Tabcorp Holdings Ltd v Bowen Investments Pty Ltd [2009] HCA 8
Breach of covenant not to alter premises without consent; measure of damages
Facts
Bowen Investments Pty Ltd (BIPL) constructed a new office building and installed an expensive high quality foyer. A 10-year lease of the whole building was granted to Tabcorp Holdings Ltd (THL). The lease contained a term providing the tenant could not make alterations to the demised premises without the approval of the landlord. Within six months of taking possession, THL demolished the foyer. BIPL brought an action for breach of contract.
Issues
BIPL contended the demolition of the foyer without consent amounted to a breach of contract and they, therefore, sought to recover the costs of fully restoring the foyer to its previous state, on the basis that damages should place them in the position they were in, but for the breach of contract. THL argued the damages should be restricted to any diminution of the value of the building as a whole because of the breach of covenant. Since there had been no significant loss to the value of the building in its entirety, the landlord should only be awarded nominal damages to reflect his actual losses.
Decision/Outcome
BIPL successfully recovered damages for the full reinstatement of the foyer. Damages for breach of contract at common law should, so far as is possible, restore the innocent party to the position he would have been in, had the contract been performed. Damages based on the diminution of value of the building in its entirety, would undermine the nature of the contractual covenants.
Updated 20 March 2026
This article accurately summarises the High Court of Australia’s decision in Tabcorp Holdings Ltd v Bowen Investments Pty Ltd [2009] HCA 8. The case remains good law in Australia for the proposition that damages for breach of a covenant not to alter premises without consent are measured by the cost of reinstatement rather than diminution in value of the property as a whole.

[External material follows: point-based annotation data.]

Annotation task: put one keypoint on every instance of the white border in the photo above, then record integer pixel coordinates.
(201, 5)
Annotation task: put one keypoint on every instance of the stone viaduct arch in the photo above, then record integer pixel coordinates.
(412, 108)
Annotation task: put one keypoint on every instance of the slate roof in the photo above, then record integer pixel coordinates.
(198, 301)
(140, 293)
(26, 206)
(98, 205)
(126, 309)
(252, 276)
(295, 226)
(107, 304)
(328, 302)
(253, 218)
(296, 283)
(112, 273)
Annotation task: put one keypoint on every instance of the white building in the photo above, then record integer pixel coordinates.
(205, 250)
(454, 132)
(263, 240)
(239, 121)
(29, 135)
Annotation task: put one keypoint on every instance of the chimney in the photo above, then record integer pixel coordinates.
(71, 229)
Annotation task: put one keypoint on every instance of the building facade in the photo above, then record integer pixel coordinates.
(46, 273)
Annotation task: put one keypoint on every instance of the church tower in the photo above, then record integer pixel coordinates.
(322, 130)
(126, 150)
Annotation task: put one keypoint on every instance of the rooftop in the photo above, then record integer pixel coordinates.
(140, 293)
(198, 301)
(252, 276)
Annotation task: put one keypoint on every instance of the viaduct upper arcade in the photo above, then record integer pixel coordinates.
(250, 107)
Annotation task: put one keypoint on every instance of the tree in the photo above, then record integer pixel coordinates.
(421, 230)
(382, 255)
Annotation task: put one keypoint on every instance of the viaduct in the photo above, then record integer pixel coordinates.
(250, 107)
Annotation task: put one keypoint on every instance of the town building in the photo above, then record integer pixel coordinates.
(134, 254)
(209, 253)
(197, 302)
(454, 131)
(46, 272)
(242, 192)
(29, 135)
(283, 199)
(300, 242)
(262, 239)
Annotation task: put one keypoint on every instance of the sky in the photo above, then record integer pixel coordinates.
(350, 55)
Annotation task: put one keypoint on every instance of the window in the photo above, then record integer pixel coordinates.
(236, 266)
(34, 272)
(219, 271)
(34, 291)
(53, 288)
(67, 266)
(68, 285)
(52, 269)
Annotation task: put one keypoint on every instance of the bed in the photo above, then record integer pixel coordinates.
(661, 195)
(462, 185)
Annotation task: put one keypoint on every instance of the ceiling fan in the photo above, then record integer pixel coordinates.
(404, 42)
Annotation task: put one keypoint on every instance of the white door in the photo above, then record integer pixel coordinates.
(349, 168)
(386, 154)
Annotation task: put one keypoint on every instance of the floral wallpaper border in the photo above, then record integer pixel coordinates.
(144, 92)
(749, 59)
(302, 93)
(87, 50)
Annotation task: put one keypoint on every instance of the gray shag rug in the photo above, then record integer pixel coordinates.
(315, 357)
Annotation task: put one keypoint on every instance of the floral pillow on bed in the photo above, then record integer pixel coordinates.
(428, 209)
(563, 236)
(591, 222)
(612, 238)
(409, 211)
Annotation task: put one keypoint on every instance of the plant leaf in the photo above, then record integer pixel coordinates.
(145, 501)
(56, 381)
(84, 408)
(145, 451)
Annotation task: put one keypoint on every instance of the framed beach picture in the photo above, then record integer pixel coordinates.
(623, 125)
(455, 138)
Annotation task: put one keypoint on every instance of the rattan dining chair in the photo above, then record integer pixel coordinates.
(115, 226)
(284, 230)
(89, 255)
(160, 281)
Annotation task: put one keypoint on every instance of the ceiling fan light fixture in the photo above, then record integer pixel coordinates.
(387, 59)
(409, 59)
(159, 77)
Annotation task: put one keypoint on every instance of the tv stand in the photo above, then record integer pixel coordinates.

Readers should note that this is an Australian case decided by the High Court of Australia, not a UK or English court. It is therefore not binding on English courts. However, it is frequently cited in English academic and legal commentary as a persuasive authority on the measure of damages for breach of repairing and non-alteration covenants in leases, and it engages principles drawn from English contract law, including the rule in Ruxley Electronics and Construction Ltd v Forsyth [1996] AC 344 (HL). English law on the measure of damages in such cases continues to be governed primarily by Ruxley and the broader compensatory principles of contract damages. There have been no statutory changes in England and Wales that affect the accuracy of the article’s summary of the case itself.